Supo, además, ser la máxima expresión política del ser nacional y consolidar gravemente la identidad cultural fundante, porque sus directrices intelectuales se ciñeron sobre el acervo del pensamiento clásico y sus categorizaciones atemporales. Única progenie sobre la cual cualquier comunidad llega a desarrollar armónicamente la libertad creativa cultural y la encuadra, ordena y canaliza para determinar la personalidad única e irrepetible de su Estado-Nación.

Es decir, el Peronismo es, ayer patente y hoy latente, lo que es, porque el general Juan Perón con sabiduría y lucidez inconmensurables, amalgamó políticamente lo Criollo, lo Sanmartiniano, lo Napoleónico, lo Hispano, lo Romano, lo Heleno, “lo Espartano”, lo Alejandrino, lo Mesopotámico y lo Bíblico. Pero, tamaña totalidad, metafísicamente supervisada desde la más alta plataforma espiritual y trascendente que conoce la Humanidad: Jesucristo. El arquetipo supremo.

Milenios de sabiduría universal condensados en una cosmovisión política de ajustadísimo rigor científico e inmortalizados al galope del sublime arte de la conducción de los pueblos.

Colosal gesta de un cabal estadista cuyo norte excedió con creces su terruño para proyectarse en una mística verdaderamente disruptiva. La de ser faro civilizatorio mundial.

Herencia semejante obliga con urgencia a recobrar el sentido último de realización, conformando una nueva espiritualidad comunitaria que puje incesante por impregnar el cuerpo social. Resignificando a la política como brazo (des)armado del Amor, la Justicia, la Libertad, el Bien, el juicio constante de la Verdad y una idea sustantiva del Hombre.

Todo argentino que se precie de tal, tiene la misión de alzarse en polo de virtud política. Persuasivo, interpelante y convocante, para convertirse en significativo agente de unidad nacional. Máxime, cuando la macro-estrategia de las huracanadas fuerzas del poder real, es la fragmentación.

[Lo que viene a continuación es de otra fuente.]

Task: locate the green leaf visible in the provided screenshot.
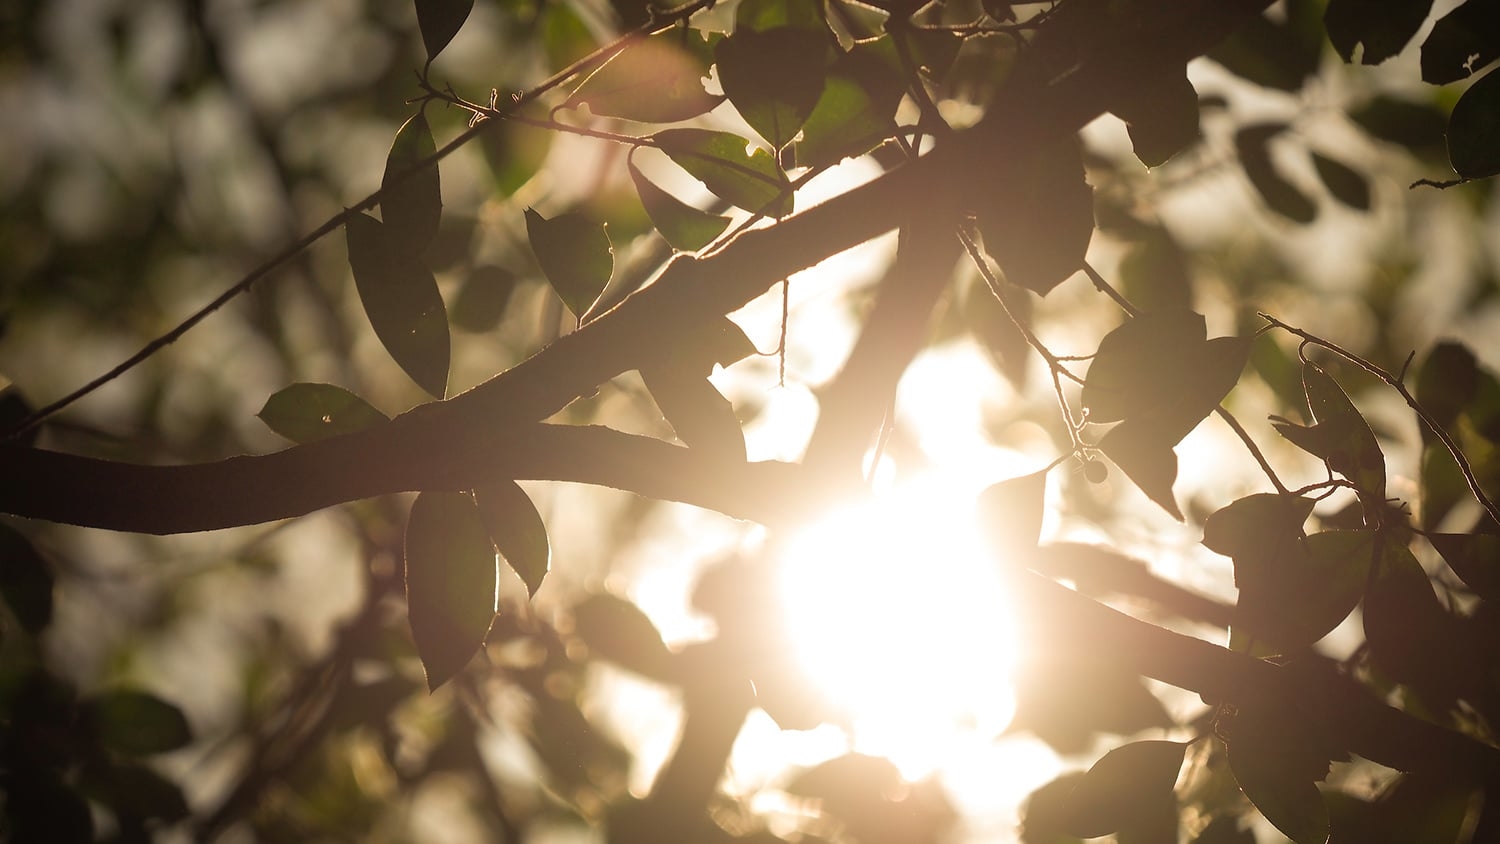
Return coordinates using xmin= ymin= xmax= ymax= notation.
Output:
xmin=451 ymin=264 xmax=518 ymax=333
xmin=639 ymin=367 xmax=746 ymax=461
xmin=565 ymin=31 xmax=722 ymax=123
xmin=524 ymin=208 xmax=613 ymax=320
xmin=571 ymin=592 xmax=675 ymax=680
xmin=1428 ymin=532 xmax=1500 ymax=599
xmin=976 ymin=468 xmax=1049 ymax=559
xmin=1272 ymin=361 xmax=1386 ymax=500
xmin=81 ymin=689 xmax=192 ymax=756
xmin=792 ymin=73 xmax=893 ymax=169
xmin=715 ymin=27 xmax=828 ymax=151
xmin=543 ymin=2 xmax=598 ymax=74
xmin=1416 ymin=341 xmax=1480 ymax=434
xmin=1421 ymin=0 xmax=1500 ymax=84
xmin=415 ymin=0 xmax=474 ymax=63
xmin=1206 ymin=1 xmax=1323 ymax=92
xmin=1323 ymin=0 xmax=1432 ymax=65
xmin=735 ymin=0 xmax=823 ymax=32
xmin=404 ymin=491 xmax=499 ymax=691
xmin=381 ymin=111 xmax=442 ymax=257
xmin=1228 ymin=736 xmax=1331 ymax=844
xmin=0 ymin=522 xmax=52 ymax=634
xmin=1117 ymin=228 xmax=1192 ymax=312
xmin=1447 ymin=67 xmax=1500 ymax=179
xmin=1311 ymin=152 xmax=1371 ymax=211
xmin=1083 ymin=310 xmax=1208 ymax=424
xmin=1363 ymin=539 xmax=1468 ymax=702
xmin=1230 ymin=529 xmax=1374 ymax=654
xmin=474 ymin=481 xmax=550 ymax=598
xmin=1350 ymin=95 xmax=1449 ymax=155
xmin=1048 ymin=740 xmax=1187 ymax=839
xmin=346 ymin=213 xmax=451 ymax=398
xmin=1113 ymin=68 xmax=1200 ymax=167
xmin=628 ymin=158 xmax=729 ymax=252
xmin=977 ymin=136 xmax=1094 ymax=296
xmin=481 ymin=117 xmax=552 ymax=197
xmin=257 ymin=383 xmax=388 ymax=444
xmin=653 ymin=128 xmax=793 ymax=217
xmin=1236 ymin=123 xmax=1317 ymax=224
xmin=1098 ymin=421 xmax=1183 ymax=520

Acucia, finalmente, superar la impotencia política que incentiva a colgarse de “Perón” y su simbología circundante, acomodados en los parámetros de la mediocridad generalizada. Contrariamente, midámonos la sombra con su monumental figura para que la humildad nos restituya final consciencia de que ser argentino exige asumirse, a plenitud, un instrumento histórico circunstancial para la construcción permanente de un ideal común inextinguible: ser Nación.